Askeri bilimler alanında öğretim görevlisi Muaviye Vasif ise İsrail ile İran arasındaki gerginliğin Gazze'deki ateşkes sürecine hizmet etmediğini söyledi. Vasif’e göre Netanyahu, Tahran'ı vurma planlarıyla meşgulken, Hamas durumu izliyor ve müzakere edecek birini bulamıyor. Bu yüzden Gazze'deki durum olduğu gibi kalabilir.

Vasif, değerlendirmesini şöyle sürdürdü:

“Trump'ın açıkladığına göre İran, İsrail ile Hamas arasında Gazze konusunda yürütülen görüşmelere dahil olduğundan, herhangi bir öneriyi reddederek Hamas’ı etkileyecektir. Ayrıca ABD ile yürüttüğü görüşme ve müzakerelerde şartlarını sertleştiriyor ve bunları hiçbiri, kısa süreliğine de olsa bir ateşkese varılmasını isteyen Gazze halkının yararına olmayacak.”

Hamas'ın şu anda zayıf bir konumda olduğunu ve Tel Aviv'in İran'la savaşla meşgul olması nedeniyle İsrail'e Gazze'de ateşkes için baskı yapamayacağını söyleyen Vasif, Tahran'daki gerginliğin Gazze'deki çatışmaları hafifletebileceğini, ancak Netanyahu'nun şu anda zafer kazandığına inandığı için ateşkes görüşmelerini etkilemeyeceğini belirtti.

Güvenlik araştırmacısı Vail el-Mubeyyed ise farklı bir görüşe sahip. İsrailli bakanların İran'a yönelik saldırıyla meşgul oldukları bir ortamda Netanyahu'nun Gazze'deki ateşkes dosyasını gündeme getirebileceğini söyleyen Mubeyyed, “Tel Aviv hükümetindeki aşırı sağcı bakanlar İsrail'in Tahran'a yönelik saldırılarıyla meşguller ve şu an Gazze ile ilgili hiçbir şeye karşı çıkmıyorlar. Bu yüzden yakında Gazze'de bir ateşkes sağlanabilir” değerlendirmesinde bulundu.

Hamas ne düşünüyor?

Hamas'a göre Gazze'de ateşkes umutları yok oluyor.
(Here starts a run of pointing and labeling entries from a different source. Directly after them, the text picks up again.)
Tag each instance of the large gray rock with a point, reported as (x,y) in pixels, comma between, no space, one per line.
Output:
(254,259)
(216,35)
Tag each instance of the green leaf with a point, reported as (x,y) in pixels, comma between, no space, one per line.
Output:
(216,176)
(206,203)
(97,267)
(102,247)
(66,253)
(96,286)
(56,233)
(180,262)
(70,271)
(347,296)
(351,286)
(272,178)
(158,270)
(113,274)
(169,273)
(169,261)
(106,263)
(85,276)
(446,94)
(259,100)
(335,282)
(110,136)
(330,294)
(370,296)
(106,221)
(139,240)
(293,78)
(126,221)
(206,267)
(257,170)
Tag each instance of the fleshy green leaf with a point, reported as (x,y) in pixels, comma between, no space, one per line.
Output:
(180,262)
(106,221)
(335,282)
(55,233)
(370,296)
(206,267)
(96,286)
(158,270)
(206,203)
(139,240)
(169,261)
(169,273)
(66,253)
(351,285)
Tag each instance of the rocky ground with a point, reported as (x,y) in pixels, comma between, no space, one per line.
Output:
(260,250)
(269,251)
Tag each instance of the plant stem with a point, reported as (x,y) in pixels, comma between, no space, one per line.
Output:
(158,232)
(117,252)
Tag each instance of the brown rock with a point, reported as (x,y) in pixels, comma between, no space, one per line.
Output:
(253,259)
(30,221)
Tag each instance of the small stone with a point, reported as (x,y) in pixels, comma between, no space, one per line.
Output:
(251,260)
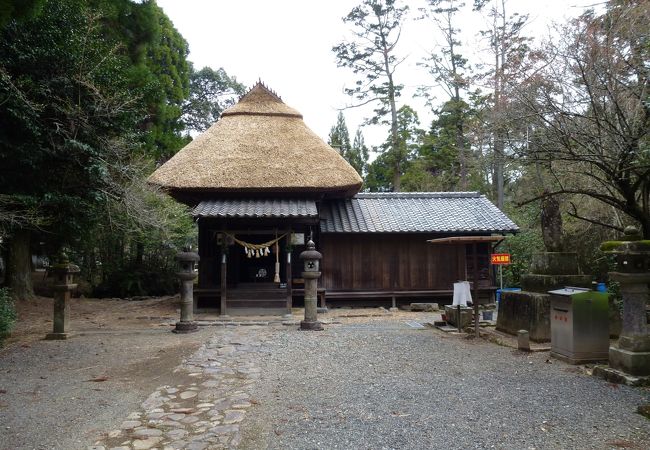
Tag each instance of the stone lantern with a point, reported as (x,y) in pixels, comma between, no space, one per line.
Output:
(63,286)
(631,355)
(311,272)
(187,260)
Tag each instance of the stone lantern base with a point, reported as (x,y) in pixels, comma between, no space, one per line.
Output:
(311,325)
(58,336)
(186,327)
(618,376)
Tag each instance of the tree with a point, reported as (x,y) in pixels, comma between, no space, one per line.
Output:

Hamas liderlerinden İzzet Rişk, İsrail'in İran'a yönelik saldırısının Gazze'deki sükuneti bozduğunu, Netanyahu'nun kibirli bir tavır sergilediğini ve Gazze'deki krizi kasıtlı olarak derinleştirerek bölgedeki gelişmelerle ilişkilendirdiğini söyledi.

İran’a yönelik saldırının Gazze'ye bazı yansımaları söz konusu ve Netanyahu, Hamas'ın müzakere turlarında gösterdiği esnekliğe rağmen savaşı sona erdirmek istemiyor. İsrail'e göre Gazze'deki savaşın sona ermesi bölgesel meselelerle ilişkili ve Tel Aviv bölge haritasını kendi istediği şekilde yeniden çizmeyi planlıyor. Gazze'de olanlar da bu planın sadece bir parçası.